I don't understand what you're disagreeing about. As far as I can tell you all agree that the visual information they get from a circle is a (coloured) line, and from this they infer that the object is a circle. Posital, Flash, Abbot, and Moosh all seem to be saying that very thing. Are you really just disagreeing about which bit should be called "perceiving"?

As to the original question, the answer is Quite Interesting. Which is to say that it depends on what the question is.

If I may regress a hundred years or so, the Stuff in the Real World is made up of atoms. These are little blobs of mass all joined together. So the shapes we can make in the Real World are, at best, the sort of shapes we can make by joining little blobs together. That pretty convincingly leaves us with lines and curves of various descriptions, however many dimensions they might happen to sit in.

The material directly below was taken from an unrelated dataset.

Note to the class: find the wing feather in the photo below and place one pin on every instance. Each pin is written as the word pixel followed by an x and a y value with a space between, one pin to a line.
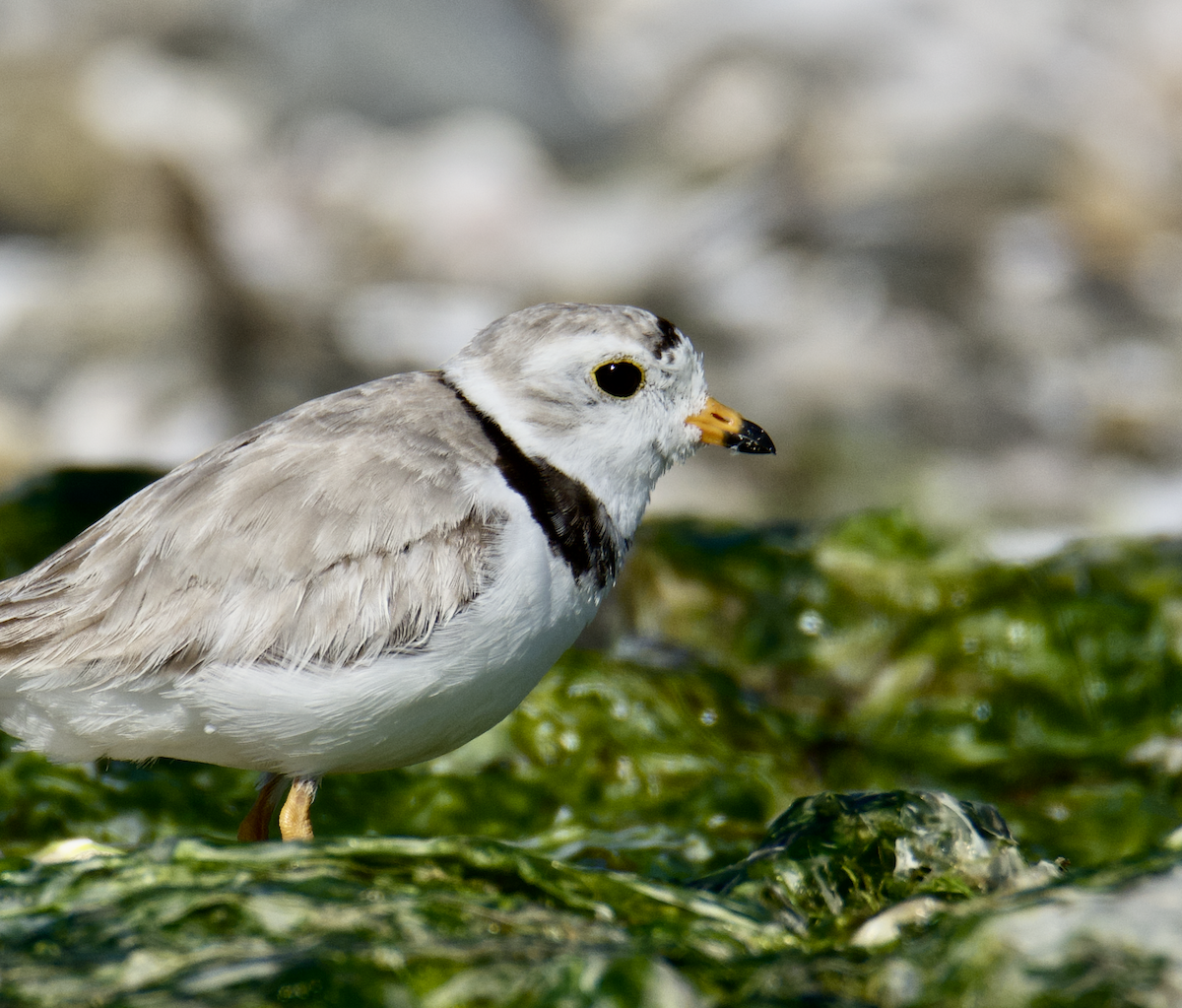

Mathematics, on the other hand, has some other things to try. Not satisfied with what the Real World has to offer, nineteenth century mathematicians thought up some alternatives. Consider Peano's space filling curve - that is, a one dimensional line twisted up so it completely fills an area. Or Koch's snowflake, which is an infinitely long line which bounds a finite area.

These days such things rejoice under the collective (but not terribly specific) name "fractal". They really don't have to be made of curves or straight lines in any normal sense.

 
Posital
600542.  Mon Aug 17, 2009 6:52 pm Reply with quote

Jenny wrote:
I think we're taking an essentially light-hearted book a tad too literally here...
But it's (laughingly) cited in the case for the defence, m'lud.